The Arsenal held since 1971 with the International Forum of New Cinema an alternative program on their own responsibility within the framework of the International Film Festival .

The Arsenal is also host to the Lesbian Film Festival and the Jewish Film Festival.

Until his death in 2007, the silent film pianist Willy Sommerfeld performed regularly in the cinema . Eunice Martins has been the resident pianist since 2000 and accompanies the screenings of silent films.

See also

literature

  • Ulrich Gregor: The Arsenal cinema. In: Karsten Witte (Hrsg.): Theory of the cinema. Critique of ideology of the dream factory. Suhrkamp, ​​Frankfurt am Main 1972, pp. 256-264
  • Arsenal. In: Hans-Jürgen Tast: Cinemas in the 1980s. Example: Berlin / West. (Kulleraugen, No. 35), Kulleraugen-Verlag, Schellerten 2008, p. 32 f., ISBN 978-3-88842-035-1

Web links

supporting documents

  1. Hungary's unforgettable mud. In: Der Tagesspiegel. Retrieved January 8, 2020 .
  2. ^ Susan Sontag Revisited.
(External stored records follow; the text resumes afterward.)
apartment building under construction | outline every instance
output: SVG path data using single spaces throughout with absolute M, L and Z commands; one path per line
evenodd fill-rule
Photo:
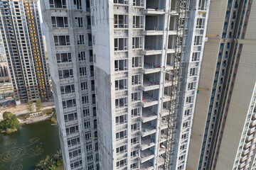
M 188 169 L 255 169 L 255 1 L 210 4 Z
M 0 1 L 0 30 L 17 104 L 51 96 L 37 1 Z
M 185 169 L 209 3 L 41 1 L 66 169 Z

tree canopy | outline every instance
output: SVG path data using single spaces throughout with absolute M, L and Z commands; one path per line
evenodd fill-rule
M 17 116 L 12 114 L 11 112 L 4 112 L 3 113 L 4 120 L 0 122 L 0 130 L 8 130 L 8 129 L 17 130 L 20 123 L 17 119 Z

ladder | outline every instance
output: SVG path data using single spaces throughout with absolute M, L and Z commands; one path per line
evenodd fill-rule
M 167 142 L 166 146 L 166 153 L 164 158 L 164 169 L 169 170 L 171 166 L 171 148 L 174 140 L 174 133 L 175 128 L 176 112 L 177 110 L 178 91 L 180 80 L 180 71 L 181 66 L 181 57 L 183 50 L 183 33 L 185 30 L 186 12 L 187 9 L 187 1 L 180 0 L 178 12 L 178 23 L 177 24 L 177 40 L 175 48 L 175 56 L 174 63 L 174 70 L 171 72 L 171 92 L 170 107 L 168 119 L 167 128 Z

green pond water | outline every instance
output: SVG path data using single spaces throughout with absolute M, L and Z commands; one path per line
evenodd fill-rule
M 32 170 L 46 155 L 60 149 L 57 125 L 46 120 L 23 125 L 9 135 L 0 135 L 0 169 Z

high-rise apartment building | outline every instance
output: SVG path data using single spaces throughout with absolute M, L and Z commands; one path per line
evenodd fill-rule
M 65 169 L 185 169 L 210 1 L 41 2 Z
M 6 62 L 0 62 L 0 83 L 9 83 L 10 78 Z
M 36 0 L 1 0 L 0 30 L 17 104 L 51 93 Z
M 65 169 L 99 169 L 90 1 L 41 1 Z
M 188 169 L 255 169 L 255 1 L 210 4 Z

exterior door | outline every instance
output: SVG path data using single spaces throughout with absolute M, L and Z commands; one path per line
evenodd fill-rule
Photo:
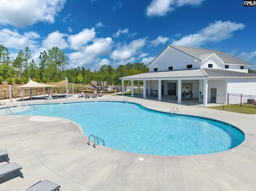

In: arsenal-berlin.de. Arsenal - Institute for Film and Video Art eV, January 2015, accessed on January 8, 2020 (German).
  3. The Canine Condition ( Memento from February 3, 2015 in the Internet Archive )
  4. Willy Sommerfeld in memory. In: arsenal-berlin.de. Arsenal - Institute for Film and Video Art, accessed on January 8, 2020 (German).
  5. Biographies. In: arsenal-berlin.de. Arsenal - Institute for Film and Video Art, accessed on January 8, 2020 (German).